A multi-target model for de novo molecule generation. By using the internal protein representations of the AlphaFold[1] model, a single SMILES-based transformer can generate relevant molecules for thousands of protein targets (embeddings are available for 4,331 proteins).
The model was trained using bioactivity data from the Papyrus[2] dataset (661,613 unique protein-ligand pairs in total, 6,249,253 after augmentation).
AlphaFold Embedding dataset: Zenodo
Molecules generated by the PCMol generative model when using AlphaFold latent embeddings of particular proteins (A-D) as input.
The setup script will install the required dependencies and download the pretrained model.

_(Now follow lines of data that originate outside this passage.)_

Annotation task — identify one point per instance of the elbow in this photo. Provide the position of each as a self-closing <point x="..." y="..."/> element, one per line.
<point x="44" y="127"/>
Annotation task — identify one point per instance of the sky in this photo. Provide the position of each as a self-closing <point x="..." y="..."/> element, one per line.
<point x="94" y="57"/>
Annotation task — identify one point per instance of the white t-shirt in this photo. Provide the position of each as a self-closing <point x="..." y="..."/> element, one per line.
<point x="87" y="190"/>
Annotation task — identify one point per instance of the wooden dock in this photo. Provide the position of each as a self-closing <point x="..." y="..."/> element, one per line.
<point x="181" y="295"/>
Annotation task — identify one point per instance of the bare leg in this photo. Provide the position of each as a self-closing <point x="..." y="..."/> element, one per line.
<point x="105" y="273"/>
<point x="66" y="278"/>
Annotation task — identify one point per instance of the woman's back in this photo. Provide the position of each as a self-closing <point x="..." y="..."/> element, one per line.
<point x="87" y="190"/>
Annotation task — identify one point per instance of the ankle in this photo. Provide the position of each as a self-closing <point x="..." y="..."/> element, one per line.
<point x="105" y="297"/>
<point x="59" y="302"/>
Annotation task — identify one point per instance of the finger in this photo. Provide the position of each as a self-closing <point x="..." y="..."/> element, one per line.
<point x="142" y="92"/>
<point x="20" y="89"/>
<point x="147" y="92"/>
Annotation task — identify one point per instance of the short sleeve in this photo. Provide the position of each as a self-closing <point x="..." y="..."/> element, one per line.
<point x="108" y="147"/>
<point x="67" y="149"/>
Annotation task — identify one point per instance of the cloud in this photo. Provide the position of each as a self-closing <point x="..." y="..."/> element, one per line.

git clone https://github.com/CDDLeiden/pcmol.git && cd pcmol
chmod +x setup.sh
bash setup.sh
2. Conda (alternative)
The conda route requires the user to download the pretrained model manually (link below).# Setting up a fresh conda environment
git clone https://github.com/CDDLeiden/pcmol.git && cd pcmol
conda env create -f environment.yml && conda activate pcmol
python -m pip install -e .
*When not using the setup script, the pretrained model can be downloaded from here (mirror). It should then be placed in the .../pcmol/data/models
folder.
# Run the model on a single target using Accession ID (generates 10 SMILES strings)
conda activate pcmol
python pcmol/generate.py --target P29275
# If GPU is not available
python pcmol/generate.py --target P29275 --device cpu
If available, the appropriate AlphaFold2 embeddings to be used as input to the model will be downloaded automatically. The generated molecules are saved in the data/results
folder.
To generate molecules for a particular target, the Runner
class can be used directly. The generate_smiles
method returns a list of SMILES strings for a target protein specified by its Accession ID.
from pcmol import Runner
model = Runner(model="XL")
SMILES = model.targetted_generation(protein_id="P29275", batch_size=1, repeat=10)
A single pretrained PCMol model can generate molecules for thousands of different targets.
More examples can be found in notebooks/generate.ipynb
The model currently depends on the availability of AlphaFold2 embeddings for the target protein. The list of supported targets can be found in the data/targets.txt file.
The paper is available on ACS Journal of Chemical Information and Modeling.
@article{doi:10.1021/acs.jcim.4c00309,
author = {Bernatavicius, Andrius and Šícho, Martin and Janssen, Antonius P. A. and Hassen, Alan Kai and Preuss, Mike and van Westen, Gerard J. P.},
title = {AlphaFold Meets De Novo Drug Design: Leveraging Structural Protein Information in Multitarget Molecular Generative Models},
journal = {Journal of Chemical Information and Modeling},
volume = {0},
number = {0},
pages = {null},
year = {0},
doi = {10.1021/acs.jcim.4c00309},
note ={PMID: 39475544},
URL = {https://doi.org/10.1021/acs.jcim.4c00309},
eprint = {https://doi.org/10.1021/acs.jcim.4c00309}
}
[1]: Jumper, J., Evans, R., Pritzel, A., Green, T., Figurnov, M., Ronneberger, O., ... & Hassabis, D. (2021). Highly accurate protein structure prediction with AlphaFold. Nature, 596(7873), 583-589.
[2]: Béquignon, O. J., Bongers, B. J., Jespers, W., IJzerman, A. P., van der Water, B., & van Westen, G. J. (2023). Papyrus: a large-scale curated dataset aimed at bioactivity predictions. Journal of cheminformatics, 15(1), 3.